When you collaborate, you are working together to help each other get what is most important to you. The other upside to negotiating with a sense of teamwork and collaboration is that it helps create a sense of trust, which, in turn, helps provide positive energy for working to a successful conclusion.

5. Problem Solving

Problem-solving is another key negotiation skill. When you are working with the other person to get the deal done many times you’ll face new challenges along the way.

Maybe you want a new vendor to provide training on the software they are selling you but they say it’s going to cost an additional $20,000 to provide this service. If you don’t have the additional $20,000 in the budget to spend on the software but you feel the training is critical, how are you going to solve that problem?

From what I’ve seen, most vendors aren’t willing to provide additional services without getting paid for them. This is where problem-solving skills will help continue the discussions. You might suggest to the vendor that your company will also be looking to replace their financial software next year, and you’d be happy to ensure they get one of the first seats at the table when the time comes if they could perhaps lower the pricing on their training.

There’s a solution to most challenges, but it takes problem-solving skills to work through them effectively.
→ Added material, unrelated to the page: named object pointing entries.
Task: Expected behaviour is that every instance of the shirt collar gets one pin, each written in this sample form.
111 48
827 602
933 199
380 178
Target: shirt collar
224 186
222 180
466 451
6. Decision-Making Ability

Finally, having strong decision-making ability will help you seal the deal when you get to a place where everyone feels like they are getting what works for them. Each step of the way you can cross off the list when you get what you are looking for and decide to move onto the next item. Then, once you have all of your must-have boxes checked and the other side feels good about things, it’s time to shake hands and sign on the dotted line. Powerful decision-making ability will help you get to the finish line together.

Conclusion

There you have it, 6 effective negotiation skills to master to lead a more fulfilling life. Once we realize that we negotiate in one form or another almost every day in every phase of our lives, we realize how critical a skill it is.

Possessing strong negotiation skills will help you in nearly every one of your relationships at both the workplace and in your personal life. If you feel your arbitration tools could use some sharpening, try some of the 6 effective negotiation skills to master that we’ve talked about.